What was incredible to me was that help was on the way. Police were on the scene. But someone – one person in a large crowd of beach-goers – decided to take action. And that one person and their one decision helped save at least one if not all ten of the people, including two children, who were stuck in a horrendous riptide.
There are a number of studies that show most humans will not help if they think someone else is going to step up to the plate. Those studies say if you want help and a crowd is nearby, you need to point your finger at one specific person and ask, “Will you help me?”
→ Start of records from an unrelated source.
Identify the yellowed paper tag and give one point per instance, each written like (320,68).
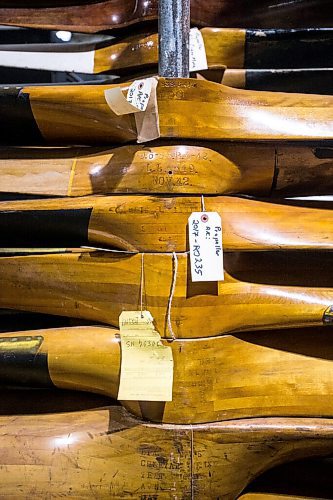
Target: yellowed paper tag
(146,364)
(141,99)
(148,123)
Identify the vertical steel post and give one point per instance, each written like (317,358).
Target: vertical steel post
(174,34)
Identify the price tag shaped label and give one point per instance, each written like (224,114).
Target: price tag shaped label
(139,93)
(198,58)
(146,372)
(206,250)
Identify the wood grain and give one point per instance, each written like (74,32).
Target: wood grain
(160,224)
(95,452)
(169,168)
(71,115)
(258,374)
(98,286)
(301,479)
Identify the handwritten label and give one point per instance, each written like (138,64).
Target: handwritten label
(139,93)
(141,99)
(146,364)
(206,251)
(136,100)
(198,58)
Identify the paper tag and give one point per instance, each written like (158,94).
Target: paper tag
(137,98)
(198,58)
(142,101)
(146,364)
(139,92)
(206,251)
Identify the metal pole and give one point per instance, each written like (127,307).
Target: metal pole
(174,34)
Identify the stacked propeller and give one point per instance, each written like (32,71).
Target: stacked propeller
(94,221)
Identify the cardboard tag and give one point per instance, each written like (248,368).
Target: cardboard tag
(146,364)
(206,250)
(198,58)
(141,99)
(139,92)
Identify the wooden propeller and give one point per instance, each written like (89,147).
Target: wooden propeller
(258,374)
(309,81)
(92,16)
(98,286)
(301,479)
(104,452)
(160,224)
(169,168)
(81,114)
(231,47)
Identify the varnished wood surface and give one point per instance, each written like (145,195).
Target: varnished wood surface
(309,81)
(231,47)
(108,14)
(106,453)
(301,479)
(167,168)
(98,286)
(160,224)
(81,115)
(257,374)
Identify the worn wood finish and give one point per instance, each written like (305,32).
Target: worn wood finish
(160,224)
(231,47)
(97,286)
(109,14)
(82,115)
(258,374)
(105,452)
(301,479)
(169,168)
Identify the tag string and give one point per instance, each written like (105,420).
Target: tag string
(203,209)
(172,292)
(141,284)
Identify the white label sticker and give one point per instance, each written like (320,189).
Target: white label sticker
(139,92)
(198,58)
(206,251)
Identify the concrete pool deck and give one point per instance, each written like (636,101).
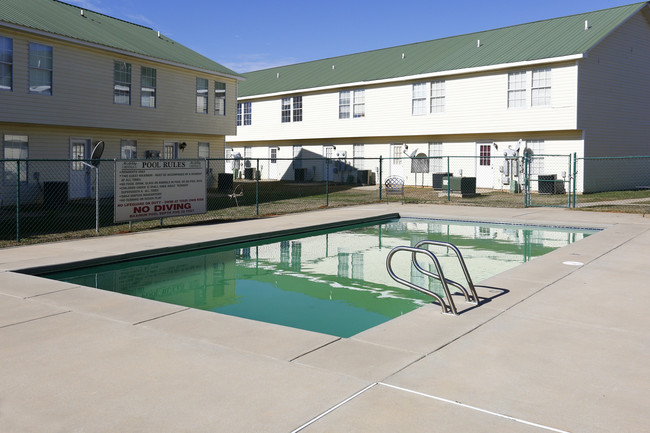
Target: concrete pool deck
(565,349)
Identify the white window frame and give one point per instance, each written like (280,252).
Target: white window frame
(345,99)
(128,149)
(219,98)
(148,87)
(541,87)
(419,99)
(244,113)
(202,95)
(15,147)
(41,63)
(438,95)
(121,83)
(6,63)
(517,89)
(358,152)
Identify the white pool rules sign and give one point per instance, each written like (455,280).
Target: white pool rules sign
(151,189)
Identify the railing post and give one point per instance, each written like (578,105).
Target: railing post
(257,187)
(381,159)
(448,179)
(17,200)
(575,175)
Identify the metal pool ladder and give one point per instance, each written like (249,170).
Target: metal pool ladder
(469,292)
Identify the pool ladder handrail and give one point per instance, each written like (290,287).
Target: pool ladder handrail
(417,249)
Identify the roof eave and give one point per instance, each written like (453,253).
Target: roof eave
(118,51)
(463,71)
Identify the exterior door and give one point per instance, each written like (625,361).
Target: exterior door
(80,185)
(273,163)
(328,163)
(396,162)
(484,165)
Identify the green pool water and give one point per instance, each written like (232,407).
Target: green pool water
(333,282)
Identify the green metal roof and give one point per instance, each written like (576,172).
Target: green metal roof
(52,16)
(553,38)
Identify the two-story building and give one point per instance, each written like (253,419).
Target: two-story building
(70,78)
(571,85)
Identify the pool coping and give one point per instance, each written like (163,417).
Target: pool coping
(398,349)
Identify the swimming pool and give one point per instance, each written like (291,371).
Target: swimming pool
(333,282)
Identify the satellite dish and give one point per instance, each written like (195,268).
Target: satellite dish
(97,152)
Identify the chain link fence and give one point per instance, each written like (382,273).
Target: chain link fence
(43,200)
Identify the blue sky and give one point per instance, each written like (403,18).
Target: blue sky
(251,35)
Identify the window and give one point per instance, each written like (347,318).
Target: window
(6,63)
(128,149)
(484,157)
(219,98)
(438,96)
(40,69)
(436,161)
(541,89)
(122,83)
(202,95)
(148,87)
(344,104)
(297,108)
(286,110)
(419,99)
(537,162)
(359,103)
(287,105)
(516,89)
(15,147)
(357,156)
(244,113)
(204,150)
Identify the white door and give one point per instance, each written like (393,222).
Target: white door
(273,163)
(396,167)
(80,173)
(328,163)
(484,165)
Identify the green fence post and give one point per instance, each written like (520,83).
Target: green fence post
(448,179)
(327,181)
(380,173)
(17,201)
(575,176)
(257,187)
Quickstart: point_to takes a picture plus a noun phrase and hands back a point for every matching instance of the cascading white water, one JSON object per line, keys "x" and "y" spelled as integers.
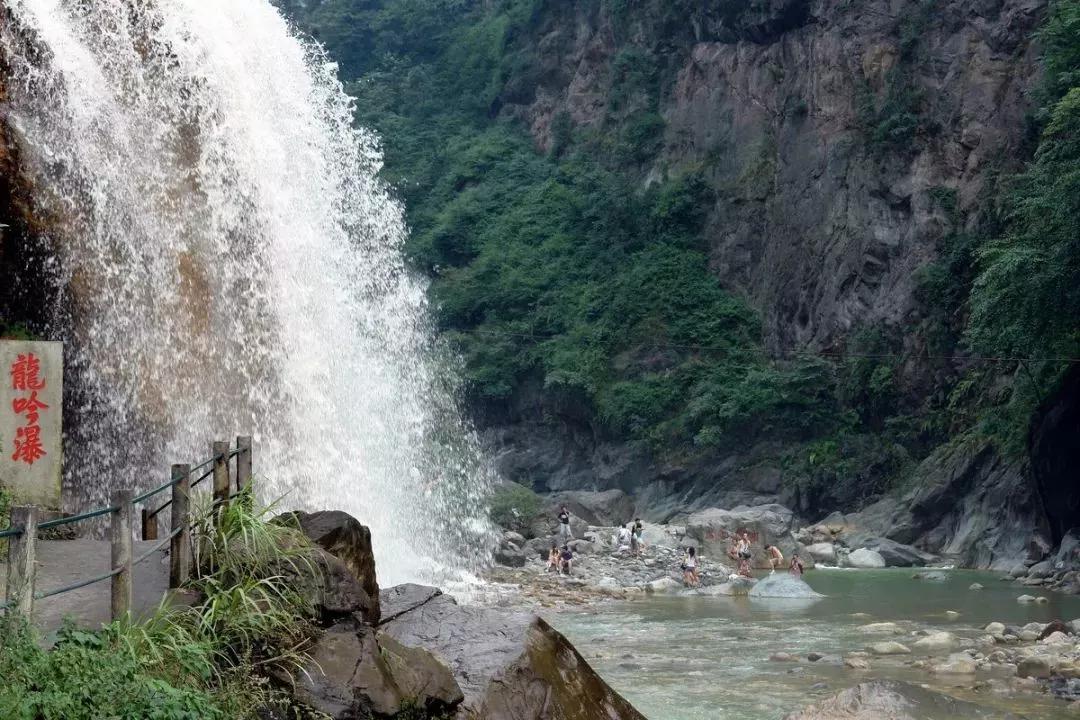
{"x": 232, "y": 266}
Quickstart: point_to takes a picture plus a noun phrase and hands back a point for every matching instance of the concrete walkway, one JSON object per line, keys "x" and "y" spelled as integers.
{"x": 61, "y": 562}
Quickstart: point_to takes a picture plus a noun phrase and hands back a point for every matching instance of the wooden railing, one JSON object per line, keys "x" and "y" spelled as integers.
{"x": 23, "y": 531}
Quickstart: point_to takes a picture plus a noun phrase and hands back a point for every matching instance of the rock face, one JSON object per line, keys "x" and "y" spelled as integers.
{"x": 889, "y": 700}
{"x": 343, "y": 537}
{"x": 831, "y": 235}
{"x": 509, "y": 665}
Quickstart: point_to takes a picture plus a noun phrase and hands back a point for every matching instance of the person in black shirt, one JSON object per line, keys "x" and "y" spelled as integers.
{"x": 567, "y": 558}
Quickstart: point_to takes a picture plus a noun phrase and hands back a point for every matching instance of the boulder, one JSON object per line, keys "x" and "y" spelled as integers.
{"x": 889, "y": 648}
{"x": 510, "y": 665}
{"x": 342, "y": 535}
{"x": 955, "y": 664}
{"x": 865, "y": 558}
{"x": 823, "y": 553}
{"x": 1034, "y": 666}
{"x": 511, "y": 556}
{"x": 783, "y": 585}
{"x": 356, "y": 673}
{"x": 935, "y": 642}
{"x": 881, "y": 628}
{"x": 329, "y": 585}
{"x": 891, "y": 700}
{"x": 663, "y": 585}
In this Florida riptide story, there was no finger-pointing. No one asked the initiator to commit to a solution. Everyone saw the problem, but only one person took action rather than feeling helpless and came up with a brilliant solution.
So what’re the takeaways?
- We’re all connected. If you see someone in trouble and can help, do it.
- The clearer your mind, the easier it is to think, prioritize, and take action.
- Working as a team is sometimes the only way to tackle a really big project. Individual efforts here were not successful. A human chain was.
- Sometimes it takes multiple tries to solve a problem. Just because someone ahead of you fails doesn’t mean there isn’t a solution.
- The stranger you won’t talk to on the beach may be the person who is going to save your life.
When I was traveling with my daughter last week she said I’d never survive in NYC (where she lives) because I talk to everyone. I like talking to everyone. Everyone has a story. And if I’m ever in need of help like this group was, I trust that help will arrive.
Sending you strong summer vibes and a glimpse of incredible beauty from the Gater Farm in St. Augustine, FL.